It is these gentle memories that both conflict with and bolster stories about the man Wheeler would become. From Oklahoma’s rural Sequoyah County, he would go on to be an Army Ranger, a veteran of the wars in Iraq and Afghanistan and a member of the Army’s elite Delta Force, a secretive counterterrorism force first established in the late 1970s.

On Oct. 22, he was killed in combat, the first U.S. service member to die in the military campaign against the Islamic State group, after getting hit with small-arms fire during a raid carried out with Kurdish forces on a militant-run prison in Hawijah, Iraq. The mission freed some 70 prisoners who U.S. officials believe would have been executed and dumped in a mass grave later that day.

Wheeler’s death prompted questions about whether U.S. officials can accurately claim that U.S. troops do not have a combat role in Iraq.

But on a searing, personal level, it also affected members of a tight-knit family that stretches from the mountainous Cherokee lands of northern Oklahoma to the quiet woodlands of North Carolina. Among those he left behind are his wife, Ashley, their infant son and three older sons from a previous marriage.

“I find myself saying, ‘What would Josh do?'” said Tatira Wade, a sister of Wheeler’s who lives in Arkansas. “I really thought my brother was invincible. He was like my Superman. Memorial Day has a whole new meaning for me now.”

Two other U.S. service members – Marine Staff Sgt. Louis F. Cardin, 27, and Navy Special Warfare Operator 1st Class Charles H. Keating IV, 31 – have been killed in Iraq since Wheeler. Eleven more U.S. troops and a civilian Defense Department employee have been killed in action in Afghanistan since the U.S. military shifted to a support mission there at the beginning of 2015, according to Pentagon statistics.

The marking of Wheeler’s death began in the United States with the arrival of his remains on a C-17 cargo jet at Dover Air Force Base, Del., two days after his death.
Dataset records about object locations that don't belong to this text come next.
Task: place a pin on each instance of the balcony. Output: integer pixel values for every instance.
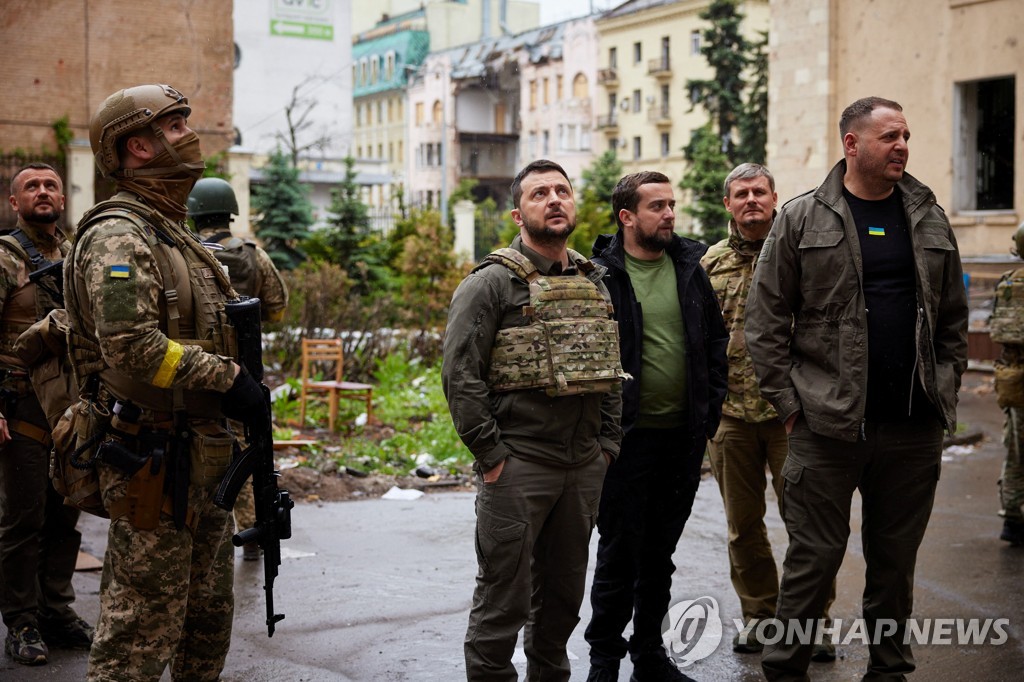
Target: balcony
(608, 77)
(607, 123)
(659, 68)
(659, 116)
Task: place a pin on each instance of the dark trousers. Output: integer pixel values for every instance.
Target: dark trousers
(648, 493)
(38, 540)
(532, 539)
(896, 469)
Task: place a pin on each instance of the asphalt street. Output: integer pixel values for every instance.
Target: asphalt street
(380, 590)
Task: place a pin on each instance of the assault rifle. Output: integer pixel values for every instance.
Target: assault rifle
(50, 279)
(273, 505)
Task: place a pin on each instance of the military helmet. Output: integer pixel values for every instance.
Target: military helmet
(212, 196)
(127, 111)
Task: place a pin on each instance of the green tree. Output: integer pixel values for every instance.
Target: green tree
(726, 51)
(709, 167)
(594, 215)
(348, 241)
(753, 124)
(283, 212)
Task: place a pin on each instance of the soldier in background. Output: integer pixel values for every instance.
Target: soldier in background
(143, 290)
(751, 438)
(211, 205)
(1007, 327)
(38, 541)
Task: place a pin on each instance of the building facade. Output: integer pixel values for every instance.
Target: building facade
(87, 51)
(956, 72)
(647, 49)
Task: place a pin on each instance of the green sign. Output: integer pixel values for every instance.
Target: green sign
(301, 30)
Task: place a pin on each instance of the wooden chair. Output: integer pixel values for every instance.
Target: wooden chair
(327, 353)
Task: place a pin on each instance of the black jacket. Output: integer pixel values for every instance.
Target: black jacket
(707, 337)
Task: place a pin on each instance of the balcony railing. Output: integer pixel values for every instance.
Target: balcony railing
(660, 116)
(608, 77)
(660, 68)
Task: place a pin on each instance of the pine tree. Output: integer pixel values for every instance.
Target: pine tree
(726, 51)
(753, 124)
(709, 167)
(284, 212)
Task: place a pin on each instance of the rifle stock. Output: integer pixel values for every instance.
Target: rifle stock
(273, 505)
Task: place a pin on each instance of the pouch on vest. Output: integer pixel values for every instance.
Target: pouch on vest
(210, 449)
(73, 473)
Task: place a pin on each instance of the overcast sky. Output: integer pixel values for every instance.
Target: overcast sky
(553, 11)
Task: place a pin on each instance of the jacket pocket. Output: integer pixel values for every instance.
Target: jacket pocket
(823, 268)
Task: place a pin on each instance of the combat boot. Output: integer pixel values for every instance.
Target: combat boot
(26, 646)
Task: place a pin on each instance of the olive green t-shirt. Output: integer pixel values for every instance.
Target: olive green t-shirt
(663, 365)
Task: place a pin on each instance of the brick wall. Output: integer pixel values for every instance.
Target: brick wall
(64, 57)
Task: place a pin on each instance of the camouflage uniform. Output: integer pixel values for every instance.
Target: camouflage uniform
(166, 593)
(749, 437)
(38, 541)
(272, 294)
(1008, 324)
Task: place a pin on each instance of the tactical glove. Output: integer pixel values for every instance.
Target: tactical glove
(244, 401)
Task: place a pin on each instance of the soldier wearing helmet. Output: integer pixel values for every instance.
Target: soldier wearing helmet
(211, 206)
(143, 291)
(1007, 327)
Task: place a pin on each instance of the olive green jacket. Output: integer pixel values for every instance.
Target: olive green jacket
(565, 431)
(806, 315)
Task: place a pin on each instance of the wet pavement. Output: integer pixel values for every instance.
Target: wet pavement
(380, 590)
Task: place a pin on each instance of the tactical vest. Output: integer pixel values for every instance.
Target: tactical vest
(569, 344)
(192, 310)
(240, 258)
(26, 304)
(1007, 323)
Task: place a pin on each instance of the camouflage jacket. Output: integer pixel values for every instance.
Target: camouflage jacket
(115, 296)
(565, 431)
(730, 267)
(267, 285)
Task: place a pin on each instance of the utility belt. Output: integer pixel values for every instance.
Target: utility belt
(162, 462)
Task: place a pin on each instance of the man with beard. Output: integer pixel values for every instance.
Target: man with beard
(856, 323)
(673, 345)
(38, 541)
(531, 377)
(141, 289)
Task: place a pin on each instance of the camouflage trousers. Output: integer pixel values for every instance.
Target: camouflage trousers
(166, 595)
(1012, 480)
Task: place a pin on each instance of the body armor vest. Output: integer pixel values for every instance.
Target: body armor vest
(25, 305)
(193, 300)
(1007, 323)
(240, 258)
(569, 344)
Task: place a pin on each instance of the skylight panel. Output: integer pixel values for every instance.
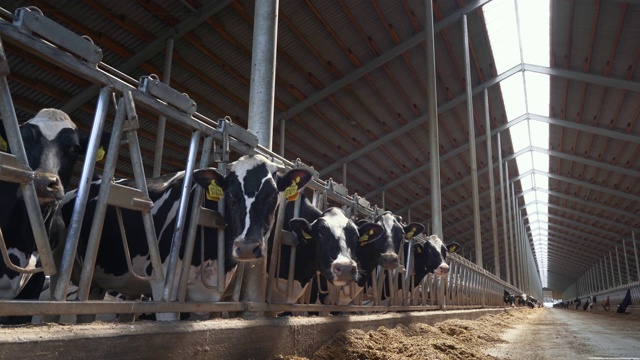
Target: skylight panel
(513, 96)
(501, 23)
(538, 88)
(534, 31)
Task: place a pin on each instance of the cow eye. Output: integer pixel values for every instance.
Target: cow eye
(74, 149)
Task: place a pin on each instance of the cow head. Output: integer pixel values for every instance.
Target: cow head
(336, 238)
(251, 193)
(430, 256)
(394, 235)
(52, 144)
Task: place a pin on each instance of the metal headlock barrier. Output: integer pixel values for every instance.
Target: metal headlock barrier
(466, 286)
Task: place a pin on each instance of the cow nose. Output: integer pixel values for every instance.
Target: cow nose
(344, 273)
(48, 186)
(389, 261)
(245, 251)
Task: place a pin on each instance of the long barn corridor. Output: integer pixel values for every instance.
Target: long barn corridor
(572, 334)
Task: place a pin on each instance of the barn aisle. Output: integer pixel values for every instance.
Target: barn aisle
(572, 334)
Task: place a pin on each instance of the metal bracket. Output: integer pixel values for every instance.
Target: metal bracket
(153, 86)
(31, 20)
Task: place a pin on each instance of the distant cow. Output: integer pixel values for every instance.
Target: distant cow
(251, 194)
(52, 144)
(426, 256)
(509, 298)
(382, 252)
(328, 245)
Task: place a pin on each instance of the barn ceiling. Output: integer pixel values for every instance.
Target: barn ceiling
(351, 88)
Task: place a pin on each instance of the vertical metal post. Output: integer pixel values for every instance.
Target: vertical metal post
(261, 99)
(80, 204)
(602, 275)
(472, 145)
(635, 251)
(619, 271)
(492, 188)
(432, 109)
(510, 228)
(626, 261)
(613, 278)
(162, 120)
(193, 224)
(504, 211)
(176, 241)
(344, 176)
(516, 248)
(283, 128)
(606, 272)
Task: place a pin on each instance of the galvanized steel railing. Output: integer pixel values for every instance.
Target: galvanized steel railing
(466, 286)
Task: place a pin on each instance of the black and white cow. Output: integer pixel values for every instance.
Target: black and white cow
(394, 235)
(52, 144)
(429, 257)
(328, 245)
(382, 252)
(251, 192)
(509, 298)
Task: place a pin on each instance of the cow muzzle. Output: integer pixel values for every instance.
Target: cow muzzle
(442, 270)
(343, 273)
(389, 261)
(48, 187)
(247, 250)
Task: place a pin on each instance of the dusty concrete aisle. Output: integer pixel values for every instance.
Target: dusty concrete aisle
(572, 334)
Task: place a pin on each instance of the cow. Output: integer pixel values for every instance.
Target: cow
(327, 245)
(425, 256)
(622, 307)
(53, 145)
(251, 192)
(381, 253)
(509, 298)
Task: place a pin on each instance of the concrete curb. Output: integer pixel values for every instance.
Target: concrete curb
(213, 339)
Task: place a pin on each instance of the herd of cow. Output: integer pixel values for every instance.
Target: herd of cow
(591, 301)
(342, 250)
(524, 299)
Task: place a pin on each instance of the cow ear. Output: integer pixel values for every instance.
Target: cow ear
(453, 248)
(208, 176)
(301, 228)
(369, 232)
(102, 149)
(412, 230)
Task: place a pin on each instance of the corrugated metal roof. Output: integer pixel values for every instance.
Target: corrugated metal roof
(593, 175)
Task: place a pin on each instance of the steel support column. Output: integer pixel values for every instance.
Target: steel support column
(504, 214)
(260, 117)
(432, 113)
Defense Secretary Ashton B. Carter and Army Chief of Staff Gen. Mark A. Milley, both on the job less than a year, stood at attention in the sunshine as his flag-draped “transfer case” was carried by grim-faced U.S. soldiers from the plane to a waiting van nearby.

A month later, Wheeler was buried at Arlington National Cemetery in a ceremony that was closed to the media – hardly a surprise, considering the nature of his unit. The Army does not disclose who is in Delta Force, known formally as 1st Special Forces Operational Detachment-Delta, but military officials confirmed after Wheeler’s death that he was part of it.

Other memorial services were held in North Carolina, where Wheeler lived, and in the Oklahoma town of Muldrow, where he attended high school and played football. And on Thursday, U.S. Army Special Operations Command added the name of Wheeler and two other soldiers who were killed in Afghanistan in the last year – 1st Sgt. Peter A. McKenna, Jr., and Sgt. 1st Class Matthew Q. McClintock – to a smooth, black memorial wall outside the unit’s headquarters at Fort Bragg, N.C., and rang a bell to recognize their loss.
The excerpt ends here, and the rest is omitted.